First panel (wide), we see between the shoulders of a man and woman, we see a child’s tombstone against yellow and tan tones of a dusty wasteland, a blue sky beyond.
Narration 1: Back home there’s a sign, small but carved in stone.
Narration 2: And in words I can’t repeat, says “SHE’S GONE.”
Narration 3: We both set out to find you.
Second row.
Second panel, pill bottles and beer bottles on a nightstand.
Narration 4: She went one way.
Third panel, car at cliff’s edge. You can see front tire near the edge of a cliff.

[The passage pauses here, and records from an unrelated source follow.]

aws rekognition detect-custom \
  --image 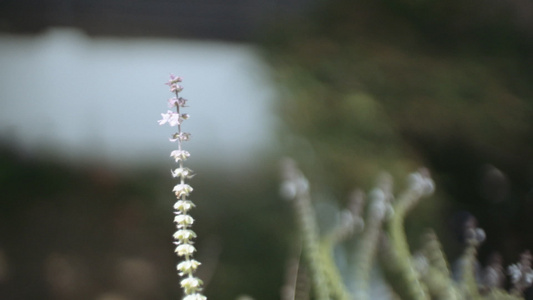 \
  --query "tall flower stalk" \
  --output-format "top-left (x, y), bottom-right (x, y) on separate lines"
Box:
top-left (158, 74), bottom-right (207, 300)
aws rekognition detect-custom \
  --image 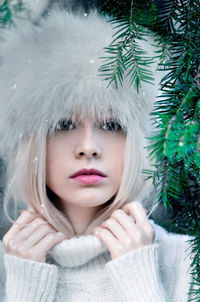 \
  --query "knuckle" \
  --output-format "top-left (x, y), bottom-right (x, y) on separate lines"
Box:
top-left (103, 218), bottom-right (115, 226)
top-left (18, 244), bottom-right (27, 255)
top-left (134, 232), bottom-right (142, 244)
top-left (125, 238), bottom-right (133, 249)
top-left (111, 209), bottom-right (123, 218)
top-left (47, 232), bottom-right (56, 241)
top-left (31, 217), bottom-right (47, 226)
top-left (40, 224), bottom-right (50, 233)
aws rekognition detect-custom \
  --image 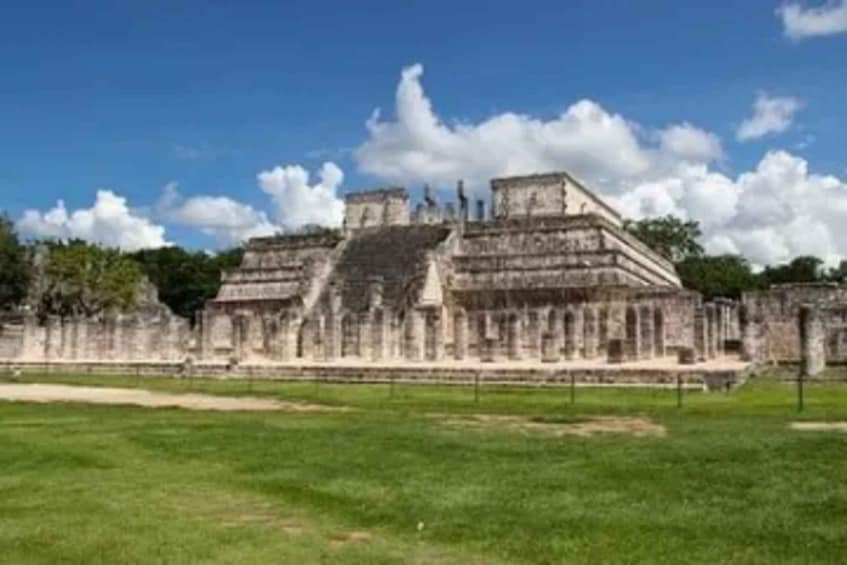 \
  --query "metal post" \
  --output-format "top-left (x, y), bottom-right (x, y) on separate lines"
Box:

Narration 5: I went another.
Third row.
Fourth panel, rear tire peels out.
Fifth panel, we the tires racing off the cliff.
Fourth row.
Sixth panel, the cliff points ups like a ramp. The car looks like a DIY-space ship, with wings and a huge rocket taped to the trunk. The rocket is firing hard, propelling it forward. We see modification to the car to make it space ready, but cheaply, like masking tape over the edges of the door to keep oxygen in.
Narration 6: We both made mistakes.
Page 2
First row.
First panel (wide), we see from behind the driver, someone who has something over his head like a bag, or a fishbowl, or something to keep oxygen in. Inside the cars or blue tones. We see past him, out the windshield, into a purple-toned starry space. The window has cracked in a big way.
Second row.
Second panel (wide), we see from the passengers side, a hand formed the starry space beyond, a small, gentle hand belonging to a child, it reaching from the reader’s right to the left, reaching out. The driver (our narrator) is startled, in awe.
Third panel (wide), we see from outside the car which is traveling to our right, a child made of space and stars yet separate from it, kneeling on the hood, reaching into her daddy.
Narration 7: But I’m the one who found you.